YORAM GROSS: Blood, Sweat, Tears & 'Toons

Yoram Gross Studios snuggles into suburban Sydney with deceptive modesty, an old factory on the corner of two side streets. It is a deceptively low key site for the home of Australia’s best known ‘toons. Yoram, his wife Sandra and a team of dedicated artists have built a unique Australian animation studio over almost 30 years. ANDREW L. URBAN profiles the work of one of the Whizzards of Oz, a filmmaker with 50 years in the business.

In 1968, Yoram Gross brought his family to Australia from Poland via Israel, where he had made a number of acclaimed shorts, features and animated films. He wanted a new and safer environment for his children.

"For the first ten years," recalls his wife Sandra, the studio’s executive producer, "we had no way to make a feature film in animation. There was no climate of investment. Only the television networks commissioned work, and that was short term, own-use programming. For ten years we served the local market with documentaries, tv commercials and infotainment."

In 1975, Yoram was among the first applicants for funding through the then newly created Australian Film Development Corporation, forerunner of today’s Australian Film Commission. With the wallet-busting budget of $180,000, Yoram and his team made Dot and The Kangaroo, as animation with live action backgrounds. The AFDC could only provide half the budget, the rest came from the Gross family home - by way of a mortgage.

"the budget was a joke and many people worked on the film for peanuts" Sandra Gross

"It was unbearably difficult," sighs Sandra. "The AFDC had no expertise as yet, the budget was a joke and many people worked on the film for peanuts - plus, we nearly lost our home."

By the time Yoram was ready with his next film, The Little Convict, the Government had changed direction and new tax concessions were in force to prompt private investment. The well received local release of these two films did nothing to alert the international film community to the presence of a great new film maker in Australia. It was only with the help of marketing loans that the studio started to attract the attention of the world, "but it took us until about our fifth or sixth film to command decent overseas prices," says Sandra. "But all this time, of course, we were developing our technical and marketing expertise."

The studio was also helped a lot by the gradual change in the marketplace, with the emphasis falling on quality children’s programming - and the growth of video and cable outlets around the world.

"spent our blood, sweat and tears convincing them it was worthwhile investing in us," Sandra Gross

Film making, even in Hollywood, relies for its financial success on a huge global market, not the relatively limited domestic population: private investors are shy of the film business, with its relatively low average success rate (only one in seven movies makes any profit).

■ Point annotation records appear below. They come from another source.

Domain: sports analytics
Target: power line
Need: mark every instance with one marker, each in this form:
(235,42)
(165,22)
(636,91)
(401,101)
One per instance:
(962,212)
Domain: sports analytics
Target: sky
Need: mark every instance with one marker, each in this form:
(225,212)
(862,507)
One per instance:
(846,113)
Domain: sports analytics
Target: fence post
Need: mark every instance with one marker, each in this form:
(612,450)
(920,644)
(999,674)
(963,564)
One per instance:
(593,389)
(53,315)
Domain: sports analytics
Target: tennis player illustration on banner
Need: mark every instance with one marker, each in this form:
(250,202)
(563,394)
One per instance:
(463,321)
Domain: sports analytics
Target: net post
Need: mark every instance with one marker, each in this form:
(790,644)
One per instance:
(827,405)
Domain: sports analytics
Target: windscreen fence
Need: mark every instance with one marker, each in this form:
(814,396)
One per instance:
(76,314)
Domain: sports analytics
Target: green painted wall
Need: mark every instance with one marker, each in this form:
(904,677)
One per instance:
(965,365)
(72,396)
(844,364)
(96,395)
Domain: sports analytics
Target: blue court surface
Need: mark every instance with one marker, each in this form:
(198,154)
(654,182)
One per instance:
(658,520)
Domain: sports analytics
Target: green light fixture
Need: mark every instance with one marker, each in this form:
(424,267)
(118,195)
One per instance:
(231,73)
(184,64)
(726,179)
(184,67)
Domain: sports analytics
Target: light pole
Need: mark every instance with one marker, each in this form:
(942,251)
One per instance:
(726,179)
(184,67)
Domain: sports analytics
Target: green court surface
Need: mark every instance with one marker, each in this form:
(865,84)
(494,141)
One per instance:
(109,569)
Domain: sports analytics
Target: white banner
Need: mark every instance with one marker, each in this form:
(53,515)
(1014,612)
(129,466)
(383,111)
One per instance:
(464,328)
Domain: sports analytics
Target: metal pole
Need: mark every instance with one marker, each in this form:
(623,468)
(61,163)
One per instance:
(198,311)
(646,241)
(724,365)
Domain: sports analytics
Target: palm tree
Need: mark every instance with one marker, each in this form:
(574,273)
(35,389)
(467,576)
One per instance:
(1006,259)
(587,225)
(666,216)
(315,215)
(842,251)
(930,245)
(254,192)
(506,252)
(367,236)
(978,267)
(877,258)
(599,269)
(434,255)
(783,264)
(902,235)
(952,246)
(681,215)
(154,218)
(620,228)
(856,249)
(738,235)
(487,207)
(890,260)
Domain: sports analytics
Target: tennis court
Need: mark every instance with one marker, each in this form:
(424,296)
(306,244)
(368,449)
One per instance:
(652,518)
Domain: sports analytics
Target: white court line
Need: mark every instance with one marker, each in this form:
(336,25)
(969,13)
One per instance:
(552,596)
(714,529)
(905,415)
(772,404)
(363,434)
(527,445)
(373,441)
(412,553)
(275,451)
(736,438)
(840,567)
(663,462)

Private investors are rare in Australia, but the Yoram Gross team nurtured those that came on board early with the advent of tax concessions, and "spent our blood, sweat and tears convincing them it was worthwhile investing in us," says Sandra.

There was just as much effort involved in arguing for Government investment, but as the studio became a regular supplier of quality entertainment product to the world, Government funding became less critical - until it became redundant (at least for now) in 1994.

"By 1994 we felt strong enough," explains Sandra, "to go to the market with co-production, investment and pre-sales in combination, to raise the finance for the second series of Blinky Bill."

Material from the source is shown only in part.